Doch ein Blick in die Praxis zeigt: Der Zuwachs reicht bei weitem nicht, um die Lücken zu schließen. Notdienste, Überstunden und psychische Belastung prägen den Alltag. Maßnahmen wie „Online Recruiting Days“ oder das Projekt „Justiz Athleta“, bei dem SpitzensportlerInnen als Justizwache aufgenommen werden, wirken eher wie PR-Kampagnen denn wie nachhaltige Lösungen.

Beschäftigungsquote sinkt mit fatalen Folgen

Gefangenenarbeit gilt als Kernstück der Resozialisierung. Doch 2023 lag die Beschäftigungsquote in zahlreichen Anstalten unter 70 Prozent – darunter Eisenstadt, Innsbruck, Linz und die Josefstadt. Das Ministerium erklärt die Ursachen mit „Personalmangel, aber auch teils schlechter werdenden Auftragslagen“.

Die Folgen sind gravierend: Schließungen von Betrieben, fehlende Tagesstruktur, wachsende Unzufriedenheit unter den Insassen. Gerade hier zeigt sich, wie eng Personal- und Überbelegungsprobleme mit Resozialisierungschancen zusammenhängen.

Finanzielle Schieflage

Die Kosten des Strafvollzugs explodieren. 2019 betrugen die Gesamtausgaben 506,95 Millionen Euro, 2024 waren es bereits 753,77 Millionen Euro – ein Anstieg um fast 50 Prozent. Besonders stark stiegen die Personalausgaben und baulichen Kosten, während eine klare Zweckwidmung für Resozialisierungsausgaben nicht ausgewiesen wird. Ministerin Sporrer hält fest: „Eine Differenzierung, hinsichtlich welche Auszahlungen unter Resozialisierung fallen, kann nicht getroffen werden.“

Mit anderen Worten: Niemand weiß genau, wie viel in den zentralen Auftrag des Vollzugs, die Wiedereingliederung, tatsächlich investiert wird.

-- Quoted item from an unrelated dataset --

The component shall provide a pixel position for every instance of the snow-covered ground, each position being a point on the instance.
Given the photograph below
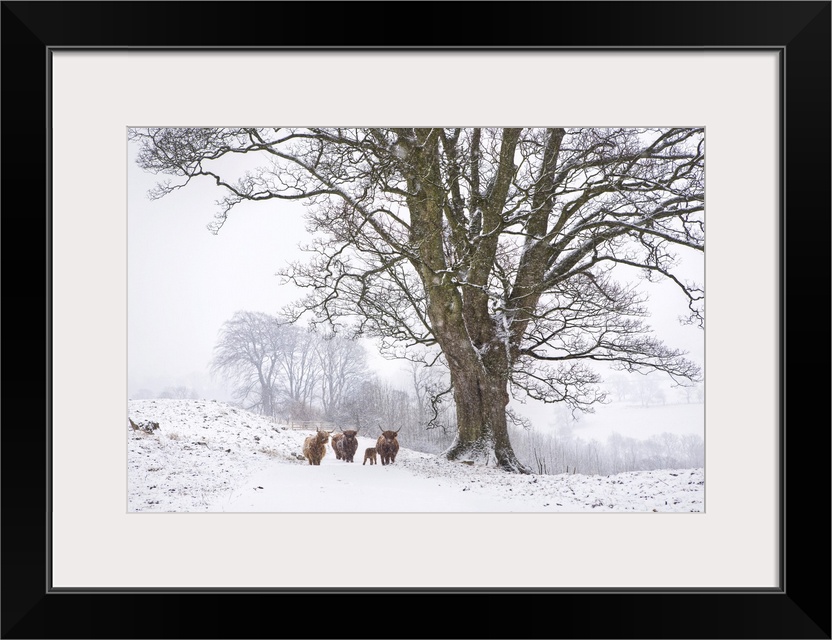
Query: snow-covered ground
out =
(207, 456)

Stückwerk statt Strukturreform

Die aktuelle Gesetzesnovelle, die u. a. eine Ausweitung der elektronischen Überwachung vorsieht, soll laut Ministerium einen „konkreten geschätzten Entlastungseffekt in Form entfallener Hafttage“ bringen. Doch solche Maßnahmen sind bestenfalls kurzfristige Pflaster.

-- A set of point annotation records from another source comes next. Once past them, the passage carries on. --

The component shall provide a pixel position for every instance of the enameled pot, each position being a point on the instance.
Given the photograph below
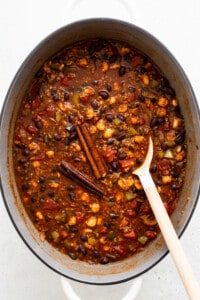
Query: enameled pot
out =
(140, 39)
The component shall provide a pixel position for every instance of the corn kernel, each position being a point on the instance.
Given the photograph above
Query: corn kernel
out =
(101, 124)
(166, 179)
(50, 153)
(104, 66)
(138, 139)
(36, 164)
(123, 108)
(91, 222)
(163, 102)
(89, 114)
(145, 79)
(95, 207)
(112, 100)
(72, 220)
(161, 112)
(39, 215)
(108, 133)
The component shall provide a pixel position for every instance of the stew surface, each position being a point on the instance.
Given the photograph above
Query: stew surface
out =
(82, 128)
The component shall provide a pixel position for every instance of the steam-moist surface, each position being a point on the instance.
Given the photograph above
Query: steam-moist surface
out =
(82, 127)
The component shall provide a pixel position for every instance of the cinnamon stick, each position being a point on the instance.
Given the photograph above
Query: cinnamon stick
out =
(95, 159)
(68, 170)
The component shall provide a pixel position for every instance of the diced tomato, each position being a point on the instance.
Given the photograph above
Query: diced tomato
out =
(151, 234)
(164, 166)
(65, 80)
(63, 234)
(37, 157)
(31, 129)
(126, 164)
(136, 61)
(50, 204)
(79, 215)
(103, 230)
(36, 102)
(109, 154)
(119, 249)
(131, 234)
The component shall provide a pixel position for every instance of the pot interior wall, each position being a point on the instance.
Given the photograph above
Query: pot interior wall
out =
(101, 28)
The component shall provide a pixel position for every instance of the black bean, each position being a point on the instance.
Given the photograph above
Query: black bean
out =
(22, 160)
(109, 117)
(70, 187)
(94, 104)
(41, 179)
(57, 136)
(127, 57)
(114, 165)
(71, 195)
(131, 89)
(154, 122)
(142, 70)
(122, 70)
(73, 229)
(33, 199)
(139, 161)
(26, 152)
(25, 187)
(153, 168)
(38, 124)
(82, 249)
(109, 87)
(96, 254)
(121, 136)
(42, 188)
(110, 141)
(73, 128)
(164, 146)
(71, 118)
(107, 224)
(122, 155)
(51, 194)
(83, 237)
(66, 96)
(20, 146)
(179, 139)
(55, 98)
(174, 173)
(104, 260)
(175, 186)
(112, 58)
(141, 98)
(113, 216)
(66, 141)
(102, 110)
(72, 136)
(161, 120)
(121, 117)
(169, 91)
(104, 94)
(111, 199)
(95, 82)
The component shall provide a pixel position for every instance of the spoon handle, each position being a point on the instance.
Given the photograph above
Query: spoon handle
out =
(170, 236)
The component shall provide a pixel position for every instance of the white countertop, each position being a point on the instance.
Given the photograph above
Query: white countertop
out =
(23, 24)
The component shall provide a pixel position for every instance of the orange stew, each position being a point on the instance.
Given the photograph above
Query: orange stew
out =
(82, 128)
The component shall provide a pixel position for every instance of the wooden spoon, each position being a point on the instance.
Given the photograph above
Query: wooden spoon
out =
(166, 227)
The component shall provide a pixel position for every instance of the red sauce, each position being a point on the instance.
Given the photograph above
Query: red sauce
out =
(82, 128)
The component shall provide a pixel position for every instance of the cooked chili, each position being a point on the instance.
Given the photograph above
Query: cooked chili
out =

Die Kernprobleme: Überbelegung, Personalmangel, fehlende Beschäftigung, bleiben bestehen. Solange hier keine tiefgreifenden Reformen erfolgen, bleibt der Strafvollzug ein System, das Sicherheitsrisiken produziert, statt sie zu mindern.

Die Anfragebeantwortung bestätigt: Österreichs Gefängnisse sind überfüllt, das Personal überlastet, die Gefangenen unterbeschäftigt. Der Strafvollzug ist teuer – aber ineffizient. Politische Verantwortung wird durch Tabellen und technische Begriffe kaschiert. Doch hinter diesen Zahlen stehen Menschen, Bedienstete wie Gefangene, die seit Jahren im Ausnahmezustand leben.

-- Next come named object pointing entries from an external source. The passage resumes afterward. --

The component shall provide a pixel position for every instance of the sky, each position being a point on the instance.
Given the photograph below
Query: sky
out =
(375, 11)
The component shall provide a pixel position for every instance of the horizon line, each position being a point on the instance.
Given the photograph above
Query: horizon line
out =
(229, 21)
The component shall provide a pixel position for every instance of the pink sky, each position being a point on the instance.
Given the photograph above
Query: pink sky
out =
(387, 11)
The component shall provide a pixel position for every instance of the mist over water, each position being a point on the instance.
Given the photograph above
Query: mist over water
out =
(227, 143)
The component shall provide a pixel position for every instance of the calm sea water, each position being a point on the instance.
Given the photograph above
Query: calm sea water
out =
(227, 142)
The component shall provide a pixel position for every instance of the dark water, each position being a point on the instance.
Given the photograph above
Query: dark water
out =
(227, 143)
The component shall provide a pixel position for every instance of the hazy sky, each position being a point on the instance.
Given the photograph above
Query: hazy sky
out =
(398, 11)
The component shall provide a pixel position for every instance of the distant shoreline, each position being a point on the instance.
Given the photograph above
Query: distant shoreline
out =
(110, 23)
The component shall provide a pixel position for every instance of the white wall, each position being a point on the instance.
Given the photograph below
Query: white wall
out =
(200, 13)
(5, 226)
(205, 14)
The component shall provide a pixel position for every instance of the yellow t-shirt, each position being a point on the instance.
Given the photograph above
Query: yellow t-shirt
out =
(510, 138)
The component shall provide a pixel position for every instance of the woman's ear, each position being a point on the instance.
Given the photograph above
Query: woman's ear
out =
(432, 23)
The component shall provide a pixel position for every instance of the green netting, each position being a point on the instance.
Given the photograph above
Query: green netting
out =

One Reply to “Strafvollzug am Limit: Ministeriumsantwort offenbart strukturelles Versagen”

  1. Man gewinnt den Eindruck wegsperren ist das einzige das im Strafvollzug funktioniert. Darin sind alle Minister*innen der letzten Jahre Spitzenklasse. Der Kernauftrag jedoch wird in die untersten Schubladen geschoben und verschlossen, wie die Menschen selbst welche eine Haft anzutreten haben. Die stetig ansteigenden Zahlen der Personen welche in ein forensisch – therapeutisches – Zentrum eingewiesen werden, belegt meine Beobachtungen.

    Ein Trauerspiel, aber keine Leistung.